In the presence of his two associates, Maksimovic went to the telephone and "invited in" troops from nearby cities of Niksic in Montenegro, and Uzice in Serbia, Pilaff said. Pilaff said he heard the call through the open door.
"I said to the three of them: 'Aren't you ashamed for what you did?' " Pilaff said. As the first of 40,000 paramilitary troops arrived in trucks and buses. Pilaff and his family prepared to flee.
Molestation of Muslim women began almost immediately. On April 11, the third day after the attack on Foca, Pilaff said he heard from a close associate that a local Serb nationalist had raped a Muslim woman. Ostojic's forces also began rounding up Muslim civilians, taking them to the state correctional prison in Foca where the Bosnia government says more than 1,000 men were executed.
By mid-April, the trio set up their headquarters at a villa just outside Foca, next to the Velecevo state prison for women and overlooking the Cehotina River.
There, guarded by several hundred paramilitary troops, they established a summary military court, witnesses said.

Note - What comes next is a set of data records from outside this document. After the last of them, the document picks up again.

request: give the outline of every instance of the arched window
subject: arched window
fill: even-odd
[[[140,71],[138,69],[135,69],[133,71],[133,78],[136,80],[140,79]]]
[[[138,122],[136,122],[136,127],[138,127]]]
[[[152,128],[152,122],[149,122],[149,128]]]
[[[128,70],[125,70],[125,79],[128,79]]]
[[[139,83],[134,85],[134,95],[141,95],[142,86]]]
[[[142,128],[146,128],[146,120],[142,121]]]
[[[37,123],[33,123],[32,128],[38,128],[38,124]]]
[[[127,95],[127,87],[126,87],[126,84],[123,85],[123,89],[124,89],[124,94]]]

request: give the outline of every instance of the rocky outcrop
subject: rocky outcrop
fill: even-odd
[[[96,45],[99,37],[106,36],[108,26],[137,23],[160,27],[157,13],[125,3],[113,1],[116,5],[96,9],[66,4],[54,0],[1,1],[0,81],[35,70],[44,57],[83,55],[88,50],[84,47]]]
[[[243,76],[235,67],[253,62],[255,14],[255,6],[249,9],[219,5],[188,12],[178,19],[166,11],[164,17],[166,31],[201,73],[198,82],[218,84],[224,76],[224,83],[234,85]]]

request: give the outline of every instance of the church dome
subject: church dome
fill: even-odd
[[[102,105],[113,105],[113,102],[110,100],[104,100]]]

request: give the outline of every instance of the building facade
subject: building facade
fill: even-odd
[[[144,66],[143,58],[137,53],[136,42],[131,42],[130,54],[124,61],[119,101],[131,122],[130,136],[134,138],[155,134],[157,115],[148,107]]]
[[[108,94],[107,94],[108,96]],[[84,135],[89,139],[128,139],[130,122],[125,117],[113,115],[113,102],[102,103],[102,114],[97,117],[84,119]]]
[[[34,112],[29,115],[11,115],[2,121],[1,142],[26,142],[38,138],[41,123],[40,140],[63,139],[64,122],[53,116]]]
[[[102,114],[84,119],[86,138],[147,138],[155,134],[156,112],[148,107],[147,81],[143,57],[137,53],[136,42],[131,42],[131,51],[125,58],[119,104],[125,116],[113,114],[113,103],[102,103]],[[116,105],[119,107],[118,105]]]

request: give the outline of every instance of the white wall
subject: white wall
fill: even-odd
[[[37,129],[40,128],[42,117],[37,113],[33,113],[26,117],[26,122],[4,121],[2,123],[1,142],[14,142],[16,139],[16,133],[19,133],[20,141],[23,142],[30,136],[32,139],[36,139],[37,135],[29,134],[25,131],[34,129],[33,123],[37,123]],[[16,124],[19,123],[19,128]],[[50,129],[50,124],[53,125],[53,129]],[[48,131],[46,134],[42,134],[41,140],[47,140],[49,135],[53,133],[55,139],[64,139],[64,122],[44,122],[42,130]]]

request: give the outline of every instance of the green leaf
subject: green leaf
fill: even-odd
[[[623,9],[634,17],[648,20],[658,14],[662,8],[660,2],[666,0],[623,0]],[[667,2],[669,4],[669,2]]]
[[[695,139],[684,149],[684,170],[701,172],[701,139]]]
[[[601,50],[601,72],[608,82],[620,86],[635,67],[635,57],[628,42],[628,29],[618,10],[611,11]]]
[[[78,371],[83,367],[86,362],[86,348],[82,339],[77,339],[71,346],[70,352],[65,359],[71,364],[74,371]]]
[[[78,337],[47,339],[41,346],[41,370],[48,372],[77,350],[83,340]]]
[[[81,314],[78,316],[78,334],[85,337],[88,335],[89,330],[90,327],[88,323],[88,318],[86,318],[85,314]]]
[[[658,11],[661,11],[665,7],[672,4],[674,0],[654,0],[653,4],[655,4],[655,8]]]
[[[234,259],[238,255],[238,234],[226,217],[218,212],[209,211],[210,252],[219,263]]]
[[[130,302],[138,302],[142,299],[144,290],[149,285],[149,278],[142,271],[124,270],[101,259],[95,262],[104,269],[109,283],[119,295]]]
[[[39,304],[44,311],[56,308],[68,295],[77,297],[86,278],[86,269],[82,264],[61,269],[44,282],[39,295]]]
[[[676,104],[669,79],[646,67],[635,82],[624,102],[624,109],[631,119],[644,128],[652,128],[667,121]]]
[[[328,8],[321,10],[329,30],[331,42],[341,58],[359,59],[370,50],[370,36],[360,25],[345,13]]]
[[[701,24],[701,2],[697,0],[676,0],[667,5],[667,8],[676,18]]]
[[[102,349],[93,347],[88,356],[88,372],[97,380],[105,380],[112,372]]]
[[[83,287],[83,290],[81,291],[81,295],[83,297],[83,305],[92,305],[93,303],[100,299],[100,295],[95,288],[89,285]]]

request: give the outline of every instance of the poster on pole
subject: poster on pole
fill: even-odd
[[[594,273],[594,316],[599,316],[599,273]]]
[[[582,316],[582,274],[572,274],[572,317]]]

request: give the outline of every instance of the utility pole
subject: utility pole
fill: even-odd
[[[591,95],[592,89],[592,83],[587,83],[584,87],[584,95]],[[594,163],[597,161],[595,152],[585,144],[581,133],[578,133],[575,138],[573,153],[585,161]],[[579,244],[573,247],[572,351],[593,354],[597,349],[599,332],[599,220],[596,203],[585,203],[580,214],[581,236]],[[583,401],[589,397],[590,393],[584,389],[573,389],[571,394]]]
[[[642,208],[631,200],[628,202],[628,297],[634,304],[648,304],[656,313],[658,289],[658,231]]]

Newsday has obtained a sworn statement by a former Yugoslav army officer of Muslim descent who said he was brought before them and other Serb leaders. On the advice of a senior Serb officer, they spared his life. According to other Bosnia state and Muslim party sources, Ostojic, Maksimovic and Cancar decided the fate of hundreds of Muslims in the area, whether they would be executed by the paramilitary forces or sent to the concentration camp at Foca prison. According to Pilaff and Muharem Omerdzic, an official of Riyaset, a Muslim benevolent association in Sarajevo, they then turned the women's prison at Velecevo into a woman's concentration camp.
Both Pilaff and Omerdzic said their information came from refugees or the families of women still being held in Bosnia. Omerdzic believes those taken to Velecevo either were killed there or still are being held. He also estimated that thousands of Muslim women are still held in Serb camps inside Bosnia, where widespread rape continues. Newsday was unable to confirm assertions.
Karadzic told Newsday he had not visited Foca since the conquest and was unaware that aides had set up their headquarters at Velecevo. He also said he had not known that Velecevo was the site of a woman's prison. Karadzic said that he had not heard that women had been held and systematically raped nightly over two months at Partizon hall. "We will investigate any allegations of rape, including this one, " he said.